ポプテピピック第10話「#10 銀座ホステス探偵」を考察

ポプテピピックの10話は、名探偵コナンのパロディが注目され話題になりました。基本的にパロディ色が強いほうが話題になりやすい本作ですが、全体的にどんな見どころや狙いがあるのか検証してみたいと思います。

ポプテピピック第10話「#10 銀座ホステス探偵」の内容まとめ

キャラクターボイス

Aパート:徳井青空(ポプ子)、三森すずこ(ピピ美)

両者の共演作品:

http://lain.gr.jp/voicedb/individual/costar/2696/cowork/2741/page/1

Bパート: 小山力也(ポプ子)、高木渉(ピピ美)

http://lain.gr.jp/voicedb/individual/costar/695/cowork/836/page/1

竹書房彦麻呂

貴族の竹書房彦麻呂は、お供を引き連れ馬に乗って道を進んでいた。彦麻呂は突如馬の脚を止める。供のものは不審がるが、彦麻呂は周囲に潜むポプ子の気配に気がついていた。

「出ておじゃれポプテピピック。姿は隠しても、クソ漫画は臭いでわかりまするぞ」

彦摩呂の呼びかけに応じ、ポプ子が姿を現す。その手には釘バットが握られていた。

サボ神

脚でぬいぐるみをはさみながらチョコガムを食べ、ストローでプリンをすするボブ子。そんな彼女のもとに「サボ神」が現れる。「自分の跡継ぎにならないか」というサボ神の誘いを、「めんどくせぇ!」とボブ子は断る。ボブ子はそのまま背景に溶け込み「サボテン」になった。

ポプテピクッキング「超節約レシピ」

ピピ美とお姉さんが、超節約レシピに挑戦する。ピピ美が用意した食材は「A5ランク黒毛和牛のロース」。節約レシピにそぐわない高級食材の登場に、お姉さんは「もちろん普通の安いお肉でも大丈夫なんですよね?」とフォローするが、ピピ美は「これしか認めない。私は50円で買った」と応える。ありえない答えに「どこで売ってるんですか?」と食い下がるお姉さんに対して、ピピ美は「オメェはよ、自分で探すってことできねぇのか!?あぁん?」と冷たく言い放った。
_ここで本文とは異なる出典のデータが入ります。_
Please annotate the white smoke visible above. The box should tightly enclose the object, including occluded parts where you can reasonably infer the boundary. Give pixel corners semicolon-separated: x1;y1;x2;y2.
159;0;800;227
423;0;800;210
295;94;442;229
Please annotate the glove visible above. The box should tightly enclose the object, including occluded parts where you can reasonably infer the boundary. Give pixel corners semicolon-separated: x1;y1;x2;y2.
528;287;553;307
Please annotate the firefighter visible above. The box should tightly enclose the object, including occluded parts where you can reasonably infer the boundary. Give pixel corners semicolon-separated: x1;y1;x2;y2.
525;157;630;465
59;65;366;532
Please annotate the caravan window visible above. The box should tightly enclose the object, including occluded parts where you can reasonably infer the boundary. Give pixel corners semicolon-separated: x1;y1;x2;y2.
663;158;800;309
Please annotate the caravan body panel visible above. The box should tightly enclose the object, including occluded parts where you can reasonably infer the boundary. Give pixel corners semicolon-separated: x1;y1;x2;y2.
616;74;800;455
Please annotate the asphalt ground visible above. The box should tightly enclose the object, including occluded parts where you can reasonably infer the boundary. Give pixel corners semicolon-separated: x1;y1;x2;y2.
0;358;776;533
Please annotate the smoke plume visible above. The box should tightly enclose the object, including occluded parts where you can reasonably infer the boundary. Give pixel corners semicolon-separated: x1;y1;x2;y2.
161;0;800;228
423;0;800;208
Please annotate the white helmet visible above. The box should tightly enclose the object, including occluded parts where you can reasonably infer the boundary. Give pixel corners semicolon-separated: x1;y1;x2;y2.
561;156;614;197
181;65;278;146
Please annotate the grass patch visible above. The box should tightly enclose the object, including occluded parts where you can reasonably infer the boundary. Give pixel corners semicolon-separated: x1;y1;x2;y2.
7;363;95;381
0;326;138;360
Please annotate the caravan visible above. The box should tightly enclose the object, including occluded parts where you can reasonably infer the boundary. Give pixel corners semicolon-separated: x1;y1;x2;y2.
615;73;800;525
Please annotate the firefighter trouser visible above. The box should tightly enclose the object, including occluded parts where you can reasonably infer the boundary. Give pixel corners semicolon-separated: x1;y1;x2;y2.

POP TEAM 8BIT(パズルゲー・音ゲーのパロディ)

ポプ子とピピ美をモチーフにしたブロックを組み合わせて消すパズルゲームで対決するポプ子とピピ美。勝負はまったく互角で、お互いすべてのブロックを消し合う。そこからはリズムゲームに移行。画面下に向かって落下してくるパネルに合わせて、タイミングよくボタンを押し合う。最後は同時にゲームオーバー。

オーラキャノン

サッカーをプレイするポプ子とピピ美。ボールをキープしたピピ美はポプ子にオーラキャノン(Bパートではサテライトキャノン)でパスを出す。パスを受けたポプ子もオーラキャノンでシュートを放った。

ボブネミミッミ「トラップ」

飲食店に入ったボブ子は、失礼な店員に水をかけられる。一泡吹かせようと、トラバサミ・鉄球・仕込み槍を用意し、満を持して店員を呼び出す。ところが、何度ベルを鳴らしても店員は現れない。しびれを切らしたボブ子は店員を呼びに行こうとして、誤って自ら仕掛けたトラップに引っかかってしまう。その後、ようやく店員が到着、ボブ子は再び水をかけられ、改めて復讐を誓った。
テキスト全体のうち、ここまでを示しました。